The Farewell Foundation is also before the courts with a civil suit it has filed against the Attorney-General of Canada, in which it is challenging the constitutionality of the law against assisted suicide.
Jason Gratl, a lawyer representing the Farewell Foundation, told court his client wants to get to trial quickly and is willing to either proceed with the appeal, or the civil suit, whichever is more expedient.
The provincial government is trying to have the appeal dismissed, and it is understood the federal government will ask to dismiss the civil suit when that issue is heard Wednesday.
The Farewell Foundation and B.C. Civil Liberties Association cases have been proceeding separately, but that may change.
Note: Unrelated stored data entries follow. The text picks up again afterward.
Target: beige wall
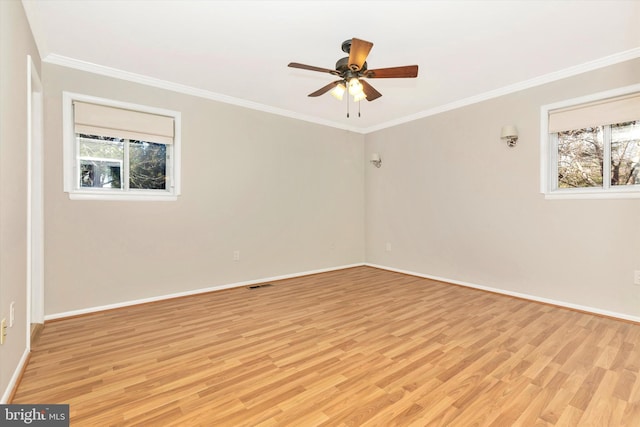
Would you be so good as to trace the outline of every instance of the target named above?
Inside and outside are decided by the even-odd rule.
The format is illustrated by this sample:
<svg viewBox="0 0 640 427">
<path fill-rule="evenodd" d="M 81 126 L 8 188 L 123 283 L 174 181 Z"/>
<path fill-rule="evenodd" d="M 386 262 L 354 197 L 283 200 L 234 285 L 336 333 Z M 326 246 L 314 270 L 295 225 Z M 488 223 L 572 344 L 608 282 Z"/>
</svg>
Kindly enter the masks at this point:
<svg viewBox="0 0 640 427">
<path fill-rule="evenodd" d="M 638 82 L 636 59 L 367 135 L 367 262 L 640 316 L 640 199 L 539 192 L 540 106 Z"/>
<path fill-rule="evenodd" d="M 40 57 L 17 0 L 0 1 L 0 316 L 15 323 L 0 346 L 0 390 L 27 348 L 27 55 Z"/>
<path fill-rule="evenodd" d="M 640 60 L 366 137 L 50 64 L 43 72 L 48 315 L 365 260 L 640 315 L 640 200 L 539 193 L 540 106 L 637 83 Z M 69 200 L 62 90 L 181 111 L 178 202 Z M 516 148 L 500 141 L 504 124 L 518 126 Z M 382 168 L 364 161 L 371 152 Z"/>
<path fill-rule="evenodd" d="M 363 135 L 51 64 L 43 74 L 47 315 L 364 261 Z M 178 201 L 69 200 L 62 91 L 180 111 Z"/>
</svg>

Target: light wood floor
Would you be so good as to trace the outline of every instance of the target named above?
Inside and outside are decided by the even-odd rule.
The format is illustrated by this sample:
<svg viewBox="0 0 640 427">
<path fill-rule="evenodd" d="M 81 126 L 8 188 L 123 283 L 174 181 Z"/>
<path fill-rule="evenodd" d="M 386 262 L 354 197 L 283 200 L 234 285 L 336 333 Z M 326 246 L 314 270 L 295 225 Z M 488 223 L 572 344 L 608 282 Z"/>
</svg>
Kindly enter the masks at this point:
<svg viewBox="0 0 640 427">
<path fill-rule="evenodd" d="M 47 323 L 73 426 L 639 426 L 640 325 L 358 267 Z"/>
</svg>

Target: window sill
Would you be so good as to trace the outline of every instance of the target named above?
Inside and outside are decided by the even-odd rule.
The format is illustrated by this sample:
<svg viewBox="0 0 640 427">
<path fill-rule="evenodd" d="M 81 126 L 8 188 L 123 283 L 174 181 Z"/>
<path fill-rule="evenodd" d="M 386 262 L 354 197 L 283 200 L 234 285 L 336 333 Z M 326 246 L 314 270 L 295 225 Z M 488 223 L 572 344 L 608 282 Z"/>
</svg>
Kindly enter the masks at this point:
<svg viewBox="0 0 640 427">
<path fill-rule="evenodd" d="M 73 192 L 69 193 L 71 200 L 107 200 L 107 201 L 142 201 L 142 202 L 174 202 L 178 200 L 175 194 L 143 194 L 143 193 L 122 193 L 105 194 L 95 192 Z"/>
<path fill-rule="evenodd" d="M 547 200 L 640 199 L 640 191 L 552 191 L 544 193 Z"/>
</svg>

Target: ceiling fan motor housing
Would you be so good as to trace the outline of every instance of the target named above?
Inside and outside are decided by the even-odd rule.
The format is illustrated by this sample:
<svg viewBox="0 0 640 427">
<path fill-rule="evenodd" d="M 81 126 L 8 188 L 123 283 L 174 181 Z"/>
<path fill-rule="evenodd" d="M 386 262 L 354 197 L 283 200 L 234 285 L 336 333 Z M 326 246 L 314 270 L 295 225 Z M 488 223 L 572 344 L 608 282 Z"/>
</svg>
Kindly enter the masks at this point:
<svg viewBox="0 0 640 427">
<path fill-rule="evenodd" d="M 353 39 L 349 39 L 349 40 L 345 40 L 342 42 L 342 51 L 344 53 L 348 53 L 351 54 L 351 45 L 353 43 Z M 346 70 L 351 70 L 353 72 L 356 71 L 364 71 L 367 69 L 367 63 L 365 62 L 364 64 L 362 64 L 362 67 L 360 67 L 360 69 L 358 69 L 358 66 L 355 64 L 351 64 L 351 66 L 349 66 L 349 58 L 342 58 L 340 59 L 338 62 L 336 62 L 336 70 L 340 71 L 341 73 L 346 71 Z"/>
<path fill-rule="evenodd" d="M 338 62 L 336 62 L 336 71 L 340 72 L 340 74 L 342 75 L 342 73 L 345 73 L 347 71 L 359 71 L 359 72 L 364 72 L 367 70 L 367 62 L 365 61 L 364 64 L 362 64 L 362 68 L 360 68 L 360 70 L 351 70 L 349 68 L 349 57 L 345 56 L 344 58 L 340 58 L 338 59 Z"/>
</svg>

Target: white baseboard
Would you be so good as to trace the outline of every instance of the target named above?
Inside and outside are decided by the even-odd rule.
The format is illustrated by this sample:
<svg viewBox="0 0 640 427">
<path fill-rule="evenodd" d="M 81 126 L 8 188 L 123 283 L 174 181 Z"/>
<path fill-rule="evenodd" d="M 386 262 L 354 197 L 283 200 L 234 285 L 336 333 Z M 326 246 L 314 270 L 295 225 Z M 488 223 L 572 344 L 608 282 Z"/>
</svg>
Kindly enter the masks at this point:
<svg viewBox="0 0 640 427">
<path fill-rule="evenodd" d="M 429 274 L 422 274 L 422 273 L 417 273 L 415 271 L 402 270 L 402 269 L 398 269 L 398 268 L 387 267 L 387 266 L 384 266 L 384 265 L 372 264 L 372 263 L 358 263 L 358 264 L 342 265 L 342 266 L 324 268 L 324 269 L 319 269 L 319 270 L 312 270 L 312 271 L 305 271 L 305 272 L 299 272 L 299 273 L 293 273 L 293 274 L 286 274 L 286 275 L 282 275 L 282 276 L 274 276 L 274 277 L 267 277 L 267 278 L 256 279 L 256 280 L 248 280 L 248 281 L 244 281 L 244 282 L 236 282 L 236 283 L 229 283 L 229 284 L 225 284 L 225 285 L 211 286 L 211 287 L 208 287 L 208 288 L 195 289 L 195 290 L 192 290 L 192 291 L 179 292 L 179 293 L 167 294 L 167 295 L 160 295 L 160 296 L 157 296 L 157 297 L 144 298 L 144 299 L 139 299 L 139 300 L 126 301 L 126 302 L 121 302 L 121 303 L 116 303 L 116 304 L 108 304 L 108 305 L 97 306 L 97 307 L 90 307 L 90 308 L 81 309 L 81 310 L 73 310 L 73 311 L 67 311 L 67 312 L 63 312 L 63 313 L 55 313 L 55 314 L 46 315 L 45 316 L 45 320 L 61 319 L 61 318 L 72 317 L 72 316 L 77 316 L 77 315 L 81 315 L 81 314 L 88 314 L 88 313 L 94 313 L 94 312 L 99 312 L 99 311 L 104 311 L 104 310 L 111 310 L 111 309 L 114 309 L 114 308 L 127 307 L 127 306 L 137 305 L 137 304 L 145 304 L 145 303 L 148 303 L 148 302 L 161 301 L 161 300 L 166 300 L 166 299 L 171 299 L 171 298 L 178 298 L 178 297 L 188 296 L 188 295 L 197 295 L 197 294 L 202 294 L 202 293 L 207 293 L 207 292 L 212 292 L 212 291 L 218 291 L 218 290 L 222 290 L 222 289 L 230 289 L 230 288 L 237 288 L 237 287 L 242 287 L 242 286 L 250 286 L 250 285 L 255 285 L 255 284 L 259 284 L 259 283 L 265 283 L 265 282 L 283 280 L 283 279 L 291 279 L 291 278 L 296 278 L 296 277 L 308 276 L 308 275 L 311 275 L 311 274 L 326 273 L 326 272 L 329 272 L 329 271 L 337 271 L 337 270 L 343 270 L 343 269 L 346 269 L 346 268 L 360 267 L 360 266 L 368 266 L 368 267 L 373 267 L 373 268 L 379 268 L 381 270 L 393 271 L 393 272 L 396 272 L 396 273 L 407 274 L 407 275 L 410 275 L 410 276 L 421 277 L 421 278 L 424 278 L 424 279 L 437 280 L 439 282 L 452 283 L 454 285 L 465 286 L 465 287 L 468 287 L 468 288 L 479 289 L 479 290 L 483 290 L 483 291 L 493 292 L 493 293 L 496 293 L 496 294 L 508 295 L 508 296 L 512 296 L 512 297 L 516 297 L 516 298 L 522 298 L 522 299 L 526 299 L 526 300 L 530 300 L 530 301 L 536 301 L 536 302 L 541 302 L 541 303 L 545 303 L 545 304 L 551 304 L 551 305 L 555 305 L 555 306 L 558 306 L 558 307 L 564 307 L 564 308 L 570 308 L 570 309 L 573 309 L 573 310 L 579 310 L 579 311 L 583 311 L 583 312 L 586 312 L 586 313 L 593 313 L 593 314 L 598 314 L 598 315 L 602 315 L 602 316 L 607 316 L 607 317 L 612 317 L 612 318 L 617 318 L 617 319 L 622 319 L 622 320 L 628 320 L 628 321 L 635 322 L 635 323 L 640 323 L 640 317 L 638 317 L 638 316 L 632 316 L 632 315 L 629 315 L 629 314 L 617 313 L 617 312 L 608 311 L 608 310 L 602 310 L 602 309 L 595 308 L 595 307 L 588 307 L 588 306 L 573 304 L 573 303 L 569 303 L 569 302 L 565 302 L 565 301 L 557 301 L 557 300 L 552 300 L 552 299 L 549 299 L 549 298 L 538 297 L 538 296 L 535 296 L 535 295 L 523 294 L 523 293 L 520 293 L 520 292 L 512 292 L 512 291 L 507 291 L 507 290 L 504 290 L 504 289 L 492 288 L 492 287 L 489 287 L 489 286 L 477 285 L 475 283 L 463 282 L 463 281 L 460 281 L 460 280 L 449 279 L 449 278 L 446 278 L 446 277 L 438 277 L 438 276 L 433 276 L 433 275 L 429 275 Z M 20 362 L 18 363 L 18 366 L 16 367 L 16 370 L 13 373 L 13 376 L 11 377 L 11 381 L 7 385 L 7 388 L 6 388 L 6 390 L 5 390 L 5 392 L 4 392 L 3 396 L 2 396 L 2 400 L 0 401 L 0 403 L 2 403 L 2 404 L 7 403 L 7 400 L 11 396 L 11 393 L 12 393 L 14 387 L 16 386 L 16 383 L 18 381 L 20 373 L 22 372 L 22 369 L 24 368 L 24 365 L 25 365 L 26 361 L 28 360 L 28 356 L 29 356 L 29 349 L 25 349 L 25 352 L 22 355 L 22 358 L 20 359 Z"/>
<path fill-rule="evenodd" d="M 387 266 L 384 266 L 384 265 L 371 264 L 371 263 L 364 263 L 364 265 L 369 266 L 369 267 L 379 268 L 381 270 L 393 271 L 393 272 L 396 272 L 396 273 L 402 273 L 402 274 L 408 274 L 410 276 L 421 277 L 423 279 L 431 279 L 431 280 L 437 280 L 439 282 L 452 283 L 454 285 L 465 286 L 467 288 L 479 289 L 479 290 L 483 290 L 483 291 L 487 291 L 487 292 L 493 292 L 493 293 L 496 293 L 496 294 L 509 295 L 509 296 L 516 297 L 516 298 L 522 298 L 522 299 L 526 299 L 526 300 L 530 300 L 530 301 L 542 302 L 542 303 L 545 303 L 545 304 L 551 304 L 551 305 L 555 305 L 555 306 L 558 306 L 558 307 L 570 308 L 570 309 L 573 309 L 573 310 L 579 310 L 579 311 L 584 311 L 584 312 L 587 312 L 587 313 L 598 314 L 598 315 L 601 315 L 601 316 L 613 317 L 613 318 L 616 318 L 616 319 L 622 319 L 622 320 L 628 320 L 628 321 L 631 321 L 631 322 L 640 323 L 640 317 L 632 316 L 630 314 L 617 313 L 617 312 L 614 312 L 614 311 L 602 310 L 602 309 L 595 308 L 595 307 L 588 307 L 588 306 L 584 306 L 584 305 L 573 304 L 573 303 L 570 303 L 570 302 L 557 301 L 557 300 L 553 300 L 553 299 L 549 299 L 549 298 L 543 298 L 543 297 L 539 297 L 539 296 L 536 296 L 536 295 L 529 295 L 529 294 L 522 294 L 520 292 L 507 291 L 507 290 L 504 290 L 504 289 L 491 288 L 489 286 L 482 286 L 482 285 L 477 285 L 475 283 L 462 282 L 460 280 L 448 279 L 446 277 L 438 277 L 438 276 L 432 276 L 432 275 L 429 275 L 429 274 L 416 273 L 415 271 L 402 270 L 402 269 L 398 269 L 398 268 L 387 267 Z"/>
<path fill-rule="evenodd" d="M 224 284 L 224 285 L 216 285 L 216 286 L 211 286 L 211 287 L 208 287 L 208 288 L 194 289 L 194 290 L 191 290 L 191 291 L 179 292 L 179 293 L 174 293 L 174 294 L 159 295 L 159 296 L 156 296 L 156 297 L 143 298 L 143 299 L 139 299 L 139 300 L 124 301 L 124 302 L 120 302 L 120 303 L 102 305 L 102 306 L 97 306 L 97 307 L 89 307 L 89 308 L 80 309 L 80 310 L 73 310 L 73 311 L 66 311 L 66 312 L 62 312 L 62 313 L 48 314 L 48 315 L 46 315 L 44 317 L 44 319 L 45 319 L 45 321 L 46 320 L 62 319 L 62 318 L 65 318 L 65 317 L 72 317 L 72 316 L 78 316 L 78 315 L 81 315 L 81 314 L 95 313 L 95 312 L 104 311 L 104 310 L 111 310 L 111 309 L 114 309 L 114 308 L 128 307 L 128 306 L 131 306 L 131 305 L 145 304 L 145 303 L 148 303 L 148 302 L 162 301 L 162 300 L 166 300 L 166 299 L 178 298 L 178 297 L 189 296 L 189 295 L 204 294 L 204 293 L 207 293 L 207 292 L 220 291 L 220 290 L 223 290 L 223 289 L 238 288 L 238 287 L 242 287 L 242 286 L 251 286 L 251 285 L 256 285 L 256 284 L 259 284 L 259 283 L 265 283 L 265 282 L 270 282 L 270 281 L 276 281 L 276 280 L 283 280 L 283 279 L 291 279 L 291 278 L 295 278 L 295 277 L 308 276 L 310 274 L 318 274 L 318 273 L 326 273 L 326 272 L 329 272 L 329 271 L 344 270 L 345 268 L 360 267 L 360 266 L 363 266 L 363 265 L 369 266 L 369 267 L 373 267 L 373 268 L 379 268 L 381 270 L 387 270 L 387 271 L 393 271 L 393 272 L 396 272 L 396 273 L 408 274 L 410 276 L 421 277 L 421 278 L 424 278 L 424 279 L 437 280 L 439 282 L 452 283 L 454 285 L 465 286 L 465 287 L 473 288 L 473 289 L 480 289 L 480 290 L 483 290 L 483 291 L 493 292 L 493 293 L 496 293 L 496 294 L 509 295 L 509 296 L 512 296 L 512 297 L 522 298 L 522 299 L 526 299 L 526 300 L 530 300 L 530 301 L 542 302 L 542 303 L 545 303 L 545 304 L 551 304 L 551 305 L 556 305 L 556 306 L 559 306 L 559 307 L 570 308 L 570 309 L 573 309 L 573 310 L 584 311 L 584 312 L 587 312 L 587 313 L 593 313 L 593 314 L 598 314 L 598 315 L 602 315 L 602 316 L 608 316 L 608 317 L 613 317 L 613 318 L 617 318 L 617 319 L 628 320 L 628 321 L 631 321 L 631 322 L 640 323 L 640 317 L 632 316 L 630 314 L 617 313 L 617 312 L 614 312 L 614 311 L 602 310 L 602 309 L 599 309 L 599 308 L 596 308 L 596 307 L 589 307 L 589 306 L 584 306 L 584 305 L 579 305 L 579 304 L 573 304 L 573 303 L 569 303 L 569 302 L 566 302 L 566 301 L 558 301 L 558 300 L 553 300 L 553 299 L 549 299 L 549 298 L 539 297 L 539 296 L 536 296 L 536 295 L 523 294 L 523 293 L 520 293 L 520 292 L 512 292 L 512 291 L 507 291 L 507 290 L 504 290 L 504 289 L 492 288 L 492 287 L 489 287 L 489 286 L 478 285 L 478 284 L 475 284 L 475 283 L 463 282 L 463 281 L 460 281 L 460 280 L 449 279 L 449 278 L 446 278 L 446 277 L 439 277 L 439 276 L 433 276 L 433 275 L 429 275 L 429 274 L 417 273 L 415 271 L 402 270 L 402 269 L 398 269 L 398 268 L 387 267 L 387 266 L 384 266 L 384 265 L 372 264 L 372 263 L 358 263 L 358 264 L 341 265 L 341 266 L 337 266 L 337 267 L 330 267 L 330 268 L 323 268 L 323 269 L 319 269 L 319 270 L 304 271 L 304 272 L 299 272 L 299 273 L 286 274 L 286 275 L 282 275 L 282 276 L 266 277 L 266 278 L 262 278 L 262 279 L 248 280 L 248 281 L 244 281 L 244 282 L 236 282 L 236 283 L 229 283 L 229 284 Z"/>
<path fill-rule="evenodd" d="M 20 374 L 22 373 L 22 370 L 25 369 L 25 364 L 27 363 L 27 360 L 29 360 L 29 349 L 28 348 L 26 348 L 24 350 L 24 353 L 22 353 L 22 357 L 20 358 L 20 361 L 18 362 L 18 366 L 16 366 L 15 371 L 13 371 L 13 375 L 11 376 L 11 380 L 9 381 L 9 384 L 7 384 L 7 388 L 4 390 L 4 393 L 2 394 L 2 400 L 0 400 L 0 404 L 5 405 L 5 404 L 9 403 L 9 398 L 11 397 L 11 394 L 13 393 L 13 389 L 18 384 L 18 379 L 20 378 Z"/>
<path fill-rule="evenodd" d="M 336 270 L 344 270 L 345 268 L 361 267 L 363 265 L 365 265 L 365 264 L 364 263 L 359 263 L 359 264 L 341 265 L 341 266 L 337 266 L 337 267 L 323 268 L 323 269 L 320 269 L 320 270 L 303 271 L 303 272 L 299 272 L 299 273 L 285 274 L 283 276 L 265 277 L 265 278 L 262 278 L 262 279 L 248 280 L 248 281 L 244 281 L 244 282 L 229 283 L 229 284 L 224 284 L 224 285 L 211 286 L 211 287 L 208 287 L 208 288 L 201 288 L 201 289 L 194 289 L 194 290 L 191 290 L 191 291 L 178 292 L 178 293 L 175 293 L 175 294 L 159 295 L 159 296 L 156 296 L 156 297 L 143 298 L 143 299 L 132 300 L 132 301 L 124 301 L 124 302 L 119 302 L 119 303 L 115 303 L 115 304 L 101 305 L 101 306 L 97 306 L 97 307 L 83 308 L 83 309 L 80 309 L 80 310 L 72 310 L 72 311 L 65 311 L 65 312 L 62 312 L 62 313 L 47 314 L 47 315 L 44 316 L 44 320 L 47 321 L 47 320 L 62 319 L 62 318 L 65 318 L 65 317 L 73 317 L 73 316 L 78 316 L 78 315 L 81 315 L 81 314 L 96 313 L 96 312 L 99 312 L 99 311 L 112 310 L 114 308 L 128 307 L 128 306 L 131 306 L 131 305 L 145 304 L 145 303 L 148 303 L 148 302 L 162 301 L 162 300 L 167 300 L 167 299 L 172 299 L 172 298 L 179 298 L 179 297 L 184 297 L 184 296 L 189 296 L 189 295 L 204 294 L 204 293 L 207 293 L 207 292 L 220 291 L 220 290 L 223 290 L 223 289 L 239 288 L 239 287 L 242 287 L 242 286 L 251 286 L 251 285 L 256 285 L 256 284 L 259 284 L 259 283 L 271 282 L 271 281 L 276 281 L 276 280 L 292 279 L 292 278 L 295 278 L 295 277 L 309 276 L 311 274 L 326 273 L 326 272 L 329 272 L 329 271 L 336 271 Z"/>
</svg>

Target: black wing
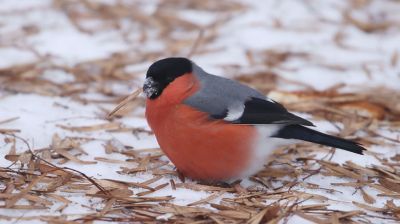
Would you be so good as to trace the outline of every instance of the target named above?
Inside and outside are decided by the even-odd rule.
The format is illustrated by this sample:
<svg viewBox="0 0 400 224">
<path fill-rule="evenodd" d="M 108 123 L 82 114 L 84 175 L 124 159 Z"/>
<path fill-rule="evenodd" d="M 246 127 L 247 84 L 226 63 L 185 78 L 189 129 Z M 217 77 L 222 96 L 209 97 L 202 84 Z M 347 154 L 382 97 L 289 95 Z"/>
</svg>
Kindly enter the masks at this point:
<svg viewBox="0 0 400 224">
<path fill-rule="evenodd" d="M 237 110 L 243 110 L 238 108 Z M 235 108 L 228 108 L 223 114 L 213 114 L 215 119 L 224 119 L 234 124 L 299 124 L 314 126 L 310 121 L 288 112 L 281 104 L 260 98 L 252 97 L 244 103 L 241 116 L 235 120 L 226 119 Z"/>
</svg>

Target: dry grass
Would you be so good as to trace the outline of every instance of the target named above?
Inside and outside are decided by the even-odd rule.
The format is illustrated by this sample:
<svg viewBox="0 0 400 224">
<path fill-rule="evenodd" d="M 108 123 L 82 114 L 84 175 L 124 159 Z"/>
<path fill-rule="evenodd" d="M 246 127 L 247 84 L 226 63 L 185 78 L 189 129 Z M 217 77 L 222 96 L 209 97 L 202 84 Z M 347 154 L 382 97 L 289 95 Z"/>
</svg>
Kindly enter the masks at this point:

“We are on parallel tracks, but clearly we will have to merge at some point,” Russel Ogden, one of the founding directors of the Farewell Foundation, said outside court. “The same judicial case management judge, Madam Justice Lynn Smith, is hearing [all]these issues. It makes sense to consolidate the resources both from the Civil Liberties and Farewell Foundation perspectives, but also from the perspective of the justice system. The Attorney-General, the judge, they ought to be able to hear all these same issues in the same courtroom because there is a convergence here.”
In a separate interview, however, Mr. Arvay did not seem so sure, saying he didn’t see the Farewell case as “the appropriate vehicle” to challenge the law.
“Whether they might intervene in this case is up to them and the court, but we’re proceeding on the basis that it will be our case that’s going to carry the issue,” he said.